Alongside his musical career, Perlman has tirelessly advocated for inclusion for those with disabilities.

Stories of his early musical life spanned from the clever ways he avoided practicing as a child and the Sullivan show to his entre to the United States, where he studied with Dorothy DeLay and entered the Juilliard School.

Throughout the evening, Perlman offered sparkling selections from Franz Schubert’s wistful "Serenade" and Henryk Wieniawski’s "Concerto in F Sharp Minor," which he played for his Carnegie Hall debut, and more.

When recounting the moment he met his wife, Toby, her voice from off-stage corrected him on the year.

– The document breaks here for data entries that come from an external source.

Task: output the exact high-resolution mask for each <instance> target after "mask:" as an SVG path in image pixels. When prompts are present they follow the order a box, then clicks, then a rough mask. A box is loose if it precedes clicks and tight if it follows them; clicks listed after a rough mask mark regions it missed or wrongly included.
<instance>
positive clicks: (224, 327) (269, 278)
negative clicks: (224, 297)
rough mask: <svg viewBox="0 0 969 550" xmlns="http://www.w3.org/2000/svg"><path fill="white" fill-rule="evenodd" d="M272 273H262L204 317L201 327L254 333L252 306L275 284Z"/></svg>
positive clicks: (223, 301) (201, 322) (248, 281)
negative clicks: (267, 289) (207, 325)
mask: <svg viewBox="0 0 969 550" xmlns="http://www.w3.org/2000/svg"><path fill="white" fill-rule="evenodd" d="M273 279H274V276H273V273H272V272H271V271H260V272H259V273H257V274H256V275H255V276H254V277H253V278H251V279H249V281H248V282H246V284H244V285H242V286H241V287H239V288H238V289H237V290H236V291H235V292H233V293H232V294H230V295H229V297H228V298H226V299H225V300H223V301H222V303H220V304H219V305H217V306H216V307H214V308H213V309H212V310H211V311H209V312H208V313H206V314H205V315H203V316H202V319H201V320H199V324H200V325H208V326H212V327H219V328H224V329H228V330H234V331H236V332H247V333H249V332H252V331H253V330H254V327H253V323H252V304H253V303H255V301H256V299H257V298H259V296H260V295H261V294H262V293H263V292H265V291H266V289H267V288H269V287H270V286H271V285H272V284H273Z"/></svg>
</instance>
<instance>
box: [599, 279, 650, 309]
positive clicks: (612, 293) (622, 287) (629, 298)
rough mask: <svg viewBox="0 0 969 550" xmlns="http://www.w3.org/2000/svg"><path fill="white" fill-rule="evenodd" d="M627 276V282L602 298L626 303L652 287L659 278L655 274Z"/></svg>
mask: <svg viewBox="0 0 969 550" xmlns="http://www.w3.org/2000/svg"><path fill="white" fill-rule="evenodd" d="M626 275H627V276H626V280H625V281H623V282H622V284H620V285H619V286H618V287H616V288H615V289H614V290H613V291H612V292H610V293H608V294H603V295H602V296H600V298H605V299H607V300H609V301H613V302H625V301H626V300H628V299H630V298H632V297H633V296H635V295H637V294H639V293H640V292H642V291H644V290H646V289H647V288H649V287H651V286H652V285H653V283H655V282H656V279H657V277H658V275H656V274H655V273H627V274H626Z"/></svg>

She then walked on stage, sat in a chair and talked about asking him to marry her after the first time she heard him play.

The audience enjoyed video reminiscence of Perlman's crossover work, including playing bluegrass with John Denver, appearing in TV commercials with Ray Charles, advertising Sara Lee products and singing baritone behind Luciano Pavarotti.

Despite what Perlman described as an underlying current of doubt that has accompanied his entire career, the couple marveled at the amazing, and unlikely, life they have lived.

Highlights included dining early on in Los Angeles with Danny Kaye, George Burns and Jack Benny, and standing outside a theater in London when a black SUV drove up and Nelson Mandela stepped out to shake his hand.

On a more personal note, they celebrated the fact that their five children, who toured with them from infancy, all get along and still share Shabbat dinner.

Toby asked for the top two or three peak experiences in Perlman's career, “times when you knew you’d gone from star to superstar.” Perlman’s list:

1) Recording Schubert’s “Trout Quintet” in 1969 with the dream team of Daniel Barenboim, Pinchas Zukerman, Jacqueline du Pré and Zubin Mehta, and the accompanying documentary film.

2) The Perlman Music Program that he and Toby founded and have run for 26 years.

3) His performance on John Williams’ soundtrack to the film "Schindler’s List."

After sharing a deadpan Williams impression, congratulating himself on how good it was, and recounting being dumbstruck at seeing the black-and-white scene with a girl in a red dress while he was recording the music, Perlman closed the event with the heart-rending theme from the iconic Holocaust film.

He volunteered an encore and played Johannes Brahms’ “Hungarian Dance,” making sweet jokes about it only being a singular “Brahm” since he was performing it solo.

Perlman has been honored with 16 Grammy Awards, four Emmy Awards, a Kennedy Center Honor, a Grammy Lifetime Achievement Award, a Genesis Prize, a National Medal of Arts by President Clinton, a Medal of Liberty by President Reagan and a Presidential Medal of Freedom by President Obama, which is the nation's highest civlian honor.

If you missed Arts & Lectures' free screening of the 2018 documentary “Itzhak,” it is available to rent on Amazon PrimeVudu and elsewhere, and captures the warm, intelligent and brilliantly gifted person the audience enjoyed so profoundly at the Granada.